Penélope no contestó. Decidió no esperar más y se levantó despacio, segura de sí misma y convencida de lograr recuperar con su amante el tiempo perdido durante su ausencia; pero no tenía ni idea de cuánto había durado esa espera. Se acercó hacia la entrada con aire juvenil y un movimiento alegre de caderas, escudriñando a cada paso los rostros de quienes, a esa hora, empezaban a abarrotar la sala de visitas. Se detuvo, uno por uno, en los que ocupaban los cinco sillones de cuero, pero ninguno se parecía al joven que ella recordaba.

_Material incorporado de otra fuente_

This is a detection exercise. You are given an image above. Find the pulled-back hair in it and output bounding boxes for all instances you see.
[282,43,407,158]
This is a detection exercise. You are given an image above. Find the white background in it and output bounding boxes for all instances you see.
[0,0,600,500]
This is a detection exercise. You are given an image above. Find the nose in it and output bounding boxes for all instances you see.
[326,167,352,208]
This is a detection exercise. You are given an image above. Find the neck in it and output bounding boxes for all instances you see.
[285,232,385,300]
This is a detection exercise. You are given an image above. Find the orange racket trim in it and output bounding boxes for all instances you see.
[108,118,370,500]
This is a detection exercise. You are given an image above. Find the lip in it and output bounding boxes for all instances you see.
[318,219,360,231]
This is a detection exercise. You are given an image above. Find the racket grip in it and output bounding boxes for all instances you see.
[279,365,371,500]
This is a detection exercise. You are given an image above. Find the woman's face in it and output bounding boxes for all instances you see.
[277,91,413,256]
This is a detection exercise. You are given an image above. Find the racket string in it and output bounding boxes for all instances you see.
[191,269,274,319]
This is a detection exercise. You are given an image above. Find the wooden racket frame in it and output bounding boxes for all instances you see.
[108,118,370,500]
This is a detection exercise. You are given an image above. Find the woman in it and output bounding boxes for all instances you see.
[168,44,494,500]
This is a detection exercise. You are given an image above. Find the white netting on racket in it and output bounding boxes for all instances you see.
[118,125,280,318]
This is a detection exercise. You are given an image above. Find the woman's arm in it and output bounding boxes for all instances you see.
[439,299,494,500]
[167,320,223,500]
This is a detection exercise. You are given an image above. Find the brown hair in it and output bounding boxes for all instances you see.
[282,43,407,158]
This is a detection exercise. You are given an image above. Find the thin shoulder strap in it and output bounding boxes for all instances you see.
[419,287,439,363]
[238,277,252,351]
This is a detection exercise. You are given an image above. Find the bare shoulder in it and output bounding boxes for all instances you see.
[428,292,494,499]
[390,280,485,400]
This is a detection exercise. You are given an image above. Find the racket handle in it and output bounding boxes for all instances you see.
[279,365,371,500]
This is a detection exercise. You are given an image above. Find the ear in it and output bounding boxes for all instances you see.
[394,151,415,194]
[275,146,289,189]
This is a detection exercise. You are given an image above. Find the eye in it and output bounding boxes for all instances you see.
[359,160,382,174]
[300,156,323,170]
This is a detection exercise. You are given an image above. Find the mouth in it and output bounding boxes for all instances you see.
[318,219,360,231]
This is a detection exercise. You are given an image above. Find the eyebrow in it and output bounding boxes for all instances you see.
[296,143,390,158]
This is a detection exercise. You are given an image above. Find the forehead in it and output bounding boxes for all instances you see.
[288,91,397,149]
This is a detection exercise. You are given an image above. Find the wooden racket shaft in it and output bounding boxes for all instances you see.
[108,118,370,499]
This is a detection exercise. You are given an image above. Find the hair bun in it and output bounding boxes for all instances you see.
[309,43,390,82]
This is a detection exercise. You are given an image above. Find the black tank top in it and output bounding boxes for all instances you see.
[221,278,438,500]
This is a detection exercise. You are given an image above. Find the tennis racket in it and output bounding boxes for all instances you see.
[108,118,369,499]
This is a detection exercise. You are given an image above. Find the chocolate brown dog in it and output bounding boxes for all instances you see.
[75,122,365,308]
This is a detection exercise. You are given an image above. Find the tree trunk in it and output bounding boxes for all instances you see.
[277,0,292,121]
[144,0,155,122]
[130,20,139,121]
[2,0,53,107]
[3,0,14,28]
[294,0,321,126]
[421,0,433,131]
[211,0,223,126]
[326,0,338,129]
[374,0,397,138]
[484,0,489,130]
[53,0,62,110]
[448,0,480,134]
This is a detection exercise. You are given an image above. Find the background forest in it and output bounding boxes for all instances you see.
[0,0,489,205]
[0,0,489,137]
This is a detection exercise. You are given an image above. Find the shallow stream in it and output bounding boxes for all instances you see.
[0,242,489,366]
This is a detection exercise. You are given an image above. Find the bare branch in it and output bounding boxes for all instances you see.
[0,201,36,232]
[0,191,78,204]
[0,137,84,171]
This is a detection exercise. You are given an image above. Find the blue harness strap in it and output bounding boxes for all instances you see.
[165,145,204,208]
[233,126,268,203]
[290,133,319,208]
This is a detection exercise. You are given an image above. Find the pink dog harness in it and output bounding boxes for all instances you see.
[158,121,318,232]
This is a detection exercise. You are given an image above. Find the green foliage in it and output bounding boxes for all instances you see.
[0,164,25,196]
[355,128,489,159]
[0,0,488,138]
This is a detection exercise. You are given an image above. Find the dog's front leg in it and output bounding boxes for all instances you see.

—Vámonos —le dijo a Natalia mientras trataba de arrastrarla por el brazo—. Aquí sólo hay viejos. Alberto es joven y guapo. No ha venido.


Fueron sus últimas palabras. Antes de llegar a su cuarto, la coraza ya había envuelto a Penélope, su boca estaba seca y sus ojos perdidos para siempre en el pozo del recuerdo.